A província de Nampula prevê comercializar, na presente campanha, cerca de 7 mil toneladas de algodão, produzido por milhares de pequenos produtores nos diferentes distritos da província.
O delegado do Instituto de Algodão e Oleaginosas, Sérgio Valentim, explicou que a produção é realizada através de empresas concessionárias, que promovem a cultura junto dos agregados familiares e disponibilizam insumos agrícolas em regime de crédito.
Actualmente, Nampula conta com duas empresas concessionárias activas. A SANA opera nos distritos de Monapo, Mecuburi e Muecate, além de desenvolver actividades na cidade de Nampula, enquanto a SAN Mutual opera no distrito de Malema.
Segundo Sérgio Valentim, as empresas fornecem aos produtores sementes, pesticidas e outros materiais necessários para a preparação das lavouras e realização das sachas. Os produtores recebem os insumos sem efectuar o pagamento imediato, devendo posteriormente entregar a produção à empresa que financiou a campanha.
O delegado explicou que, no período da comercialização, o preço do algodão é estabelecido pelo Governo, após negociações entre a associação algodoeira e os produtores. O processo determina os preços para o algodão de primeira e segunda qualidade.
Sérgio Valentim acrescentou que existe também uma taxa de descaroçamento aplicável aos produtores que não fazem parte das empresas concessionárias e que pretendem vender o algodão descaroçado. Estes produtores podem igualmente vender a sua produção às empresas fomentadoras.
As empresas concessionárias compram o algodão produzido pelos agricultores, fazem o descaroçamento e posteriormente comercializam o produto nos mercados internacionais.
Os distritos de Monapo, Meconta, Muecate, Mecuburi e Malema são apontados como os principais produtores desta cultura de rendimento na província.
Nampula dispõe de uma área potencial de cerca de 65 mil hectares para a produção de algodão. Contudo, devido aos problemas climáticos registados, a área foi reavaliada para cerca de 10 mil hectares. Para a presente campanha estão inscritos cerca de 14 mil produtores.
O responsável explicou ainda que o algodão produzido é classificado de acordo com a sua qualidade. Os produtores entregam o produto em sacos, sendo posteriormente avaliado pelas empresas, que procedem ao pagamento em função da classificação obtida.

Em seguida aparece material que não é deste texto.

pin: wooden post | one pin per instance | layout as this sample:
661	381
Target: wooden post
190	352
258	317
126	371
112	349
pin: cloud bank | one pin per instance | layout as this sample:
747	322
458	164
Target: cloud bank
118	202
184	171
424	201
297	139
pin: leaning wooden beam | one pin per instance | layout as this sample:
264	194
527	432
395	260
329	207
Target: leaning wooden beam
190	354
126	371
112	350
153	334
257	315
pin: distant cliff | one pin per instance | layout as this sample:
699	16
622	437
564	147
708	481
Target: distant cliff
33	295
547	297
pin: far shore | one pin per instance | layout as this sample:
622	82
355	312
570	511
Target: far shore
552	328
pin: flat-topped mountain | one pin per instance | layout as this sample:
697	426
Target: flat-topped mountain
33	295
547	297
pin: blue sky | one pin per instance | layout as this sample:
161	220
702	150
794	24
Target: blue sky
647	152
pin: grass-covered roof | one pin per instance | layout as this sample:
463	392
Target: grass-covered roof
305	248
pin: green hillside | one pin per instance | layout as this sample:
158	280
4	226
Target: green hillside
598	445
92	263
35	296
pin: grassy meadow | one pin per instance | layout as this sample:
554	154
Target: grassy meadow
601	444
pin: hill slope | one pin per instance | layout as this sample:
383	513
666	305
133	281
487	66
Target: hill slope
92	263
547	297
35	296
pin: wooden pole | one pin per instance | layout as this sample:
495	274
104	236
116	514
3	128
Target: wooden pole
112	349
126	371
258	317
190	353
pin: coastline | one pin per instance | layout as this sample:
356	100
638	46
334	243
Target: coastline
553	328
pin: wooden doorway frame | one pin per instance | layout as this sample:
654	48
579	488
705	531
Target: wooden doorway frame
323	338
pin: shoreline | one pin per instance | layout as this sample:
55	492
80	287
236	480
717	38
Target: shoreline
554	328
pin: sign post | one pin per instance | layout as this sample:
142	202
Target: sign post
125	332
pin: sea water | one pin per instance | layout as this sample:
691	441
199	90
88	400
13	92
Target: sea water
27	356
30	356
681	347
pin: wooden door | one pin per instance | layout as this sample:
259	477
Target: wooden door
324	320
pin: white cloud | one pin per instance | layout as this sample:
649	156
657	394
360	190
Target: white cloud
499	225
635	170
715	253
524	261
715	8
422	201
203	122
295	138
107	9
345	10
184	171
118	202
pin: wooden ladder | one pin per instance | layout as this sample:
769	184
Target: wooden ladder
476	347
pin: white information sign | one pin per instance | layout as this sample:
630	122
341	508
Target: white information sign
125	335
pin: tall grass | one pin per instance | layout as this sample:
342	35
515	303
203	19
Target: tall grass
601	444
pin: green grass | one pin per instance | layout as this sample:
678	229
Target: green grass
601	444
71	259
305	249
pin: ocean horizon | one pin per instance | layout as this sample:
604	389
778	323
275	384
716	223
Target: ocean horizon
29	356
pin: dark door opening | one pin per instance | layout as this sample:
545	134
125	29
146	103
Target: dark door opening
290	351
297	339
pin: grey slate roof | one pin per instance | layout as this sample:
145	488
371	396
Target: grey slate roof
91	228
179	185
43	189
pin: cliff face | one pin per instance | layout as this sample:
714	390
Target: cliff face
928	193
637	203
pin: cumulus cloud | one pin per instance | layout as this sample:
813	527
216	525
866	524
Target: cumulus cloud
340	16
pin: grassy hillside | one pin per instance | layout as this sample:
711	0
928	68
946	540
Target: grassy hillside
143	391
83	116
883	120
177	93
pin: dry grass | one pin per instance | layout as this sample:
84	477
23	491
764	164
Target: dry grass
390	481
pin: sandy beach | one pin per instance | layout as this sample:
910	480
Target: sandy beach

Entre as principais pragas que afectam a cultura estão as mastigadoras e sugadoras, incluindo a mosca-branca. Na fase de formação da fibra, os produtores enfrentam também pragas que mancham a fibra e reduzem o seu valor comercial.
Para combater estas ameaças, as empresas concessionárias trabalham em coordenação com o Instituto de Algodão e Oleaginosas. Técnicos realizam a monitoria das áreas de produção e orientam os agricultores sobre as medidas de controlo.
Os produtores recebem ainda insecticidas adequados a cada fase de desenvolvimento da cultura, incluindo produtos específicos para o período de formação da fibra, quando algumas pragas podem comprometer a qualidade do algodão.